Het biljartspel kan grofweg verdeeld worden in drie segmenten:
- Carambole
- Pool
- Snooker
Bij biljartvereniging HWH houden wij ons alleen bezig met de carambole variant.
Het carambole-biljartspel wordt gespeeld met drie ballen. Twee van de ballen zijn wit, de derde is rood.
Om tussen de twee witte ballen een onderscheid te maken, is één van de twee gemarkeerd met twee tegenoverliggende zwarte stippen of is één bal volledig geel gekleurd.
Het gangbare biljart heeft een formaat van 2,30 bij 1,15 meter (ook wel 'kleine tafel' genoemd).

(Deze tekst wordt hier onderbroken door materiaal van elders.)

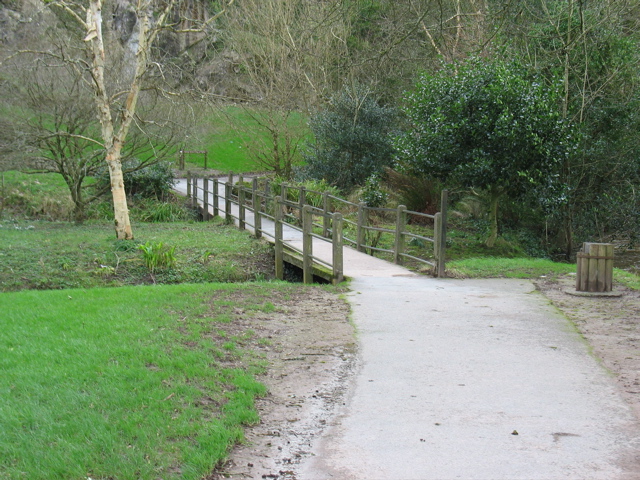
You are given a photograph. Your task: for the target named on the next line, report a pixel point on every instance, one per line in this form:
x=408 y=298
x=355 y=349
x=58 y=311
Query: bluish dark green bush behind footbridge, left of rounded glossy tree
x=351 y=139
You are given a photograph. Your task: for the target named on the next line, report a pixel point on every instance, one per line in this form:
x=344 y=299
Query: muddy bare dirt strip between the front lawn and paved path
x=309 y=344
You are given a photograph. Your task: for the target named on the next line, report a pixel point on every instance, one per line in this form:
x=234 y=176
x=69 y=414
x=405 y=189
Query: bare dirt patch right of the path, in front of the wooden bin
x=611 y=325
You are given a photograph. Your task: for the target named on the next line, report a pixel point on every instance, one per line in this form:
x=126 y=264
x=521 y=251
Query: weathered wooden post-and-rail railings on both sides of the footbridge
x=299 y=208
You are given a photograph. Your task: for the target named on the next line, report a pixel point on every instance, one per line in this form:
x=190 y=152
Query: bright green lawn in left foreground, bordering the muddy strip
x=136 y=382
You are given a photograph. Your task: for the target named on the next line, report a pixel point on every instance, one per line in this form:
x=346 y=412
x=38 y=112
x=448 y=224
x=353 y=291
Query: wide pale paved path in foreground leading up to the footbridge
x=470 y=379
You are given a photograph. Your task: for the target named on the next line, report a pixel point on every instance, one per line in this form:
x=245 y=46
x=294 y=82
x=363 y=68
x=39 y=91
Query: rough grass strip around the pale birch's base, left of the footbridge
x=46 y=255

Verder heeft iedere speler een keu (stootstok) welke gewoonlijk 140 cm meet en die aan het uiteinde een verstevigde stootdop heeft, de zogenaamde pomerans.

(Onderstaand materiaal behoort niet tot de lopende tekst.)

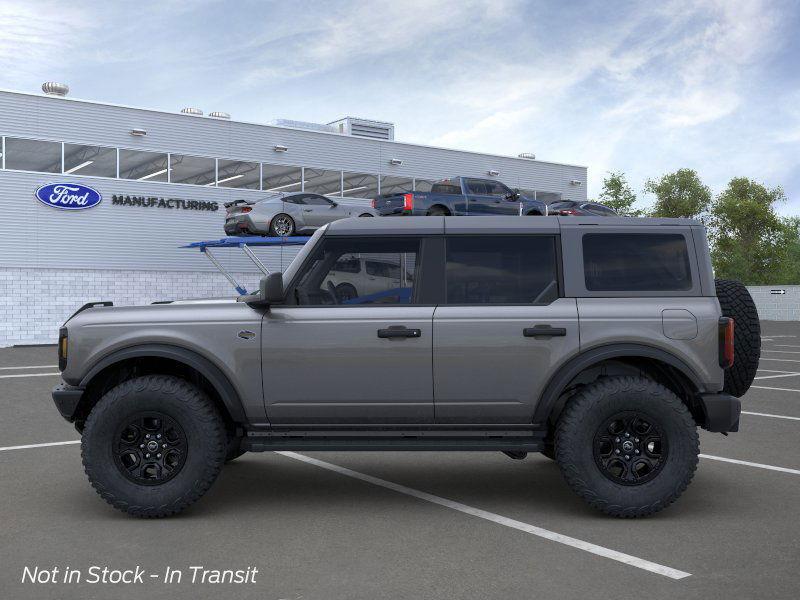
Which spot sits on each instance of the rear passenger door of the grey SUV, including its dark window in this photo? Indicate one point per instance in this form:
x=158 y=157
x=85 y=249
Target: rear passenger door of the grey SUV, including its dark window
x=503 y=328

De lengte van de keu is maximaal 150 cm, en gemiddeld weegt hij rond de 500 gram.
Onder het carambole spel zijn ook weer verschillende mogelijkheden.
- Libre , wat tijdens de MWBB competitie wordt gespeeld.
- Bandstoten, wat na de competitie in een onderlinge club competitie wordt gespeeld.
- Driebanden
De eenvoudigste spelsoort is het 'libre' of 'vrijspel'. Er zijn geen restricties, de bedoeling is slechts om met de speelbal beide andere ballen te raken.
Bij het bandstoten is er maar één restrictie: voordat de speelbal de laatste bal raakt moet hij minstens eenmaal een band geraakt hebben.
Bij het driebandenspel moet de speelbal minstens drie banden raken vooraleer de derde bal geraakt wordt.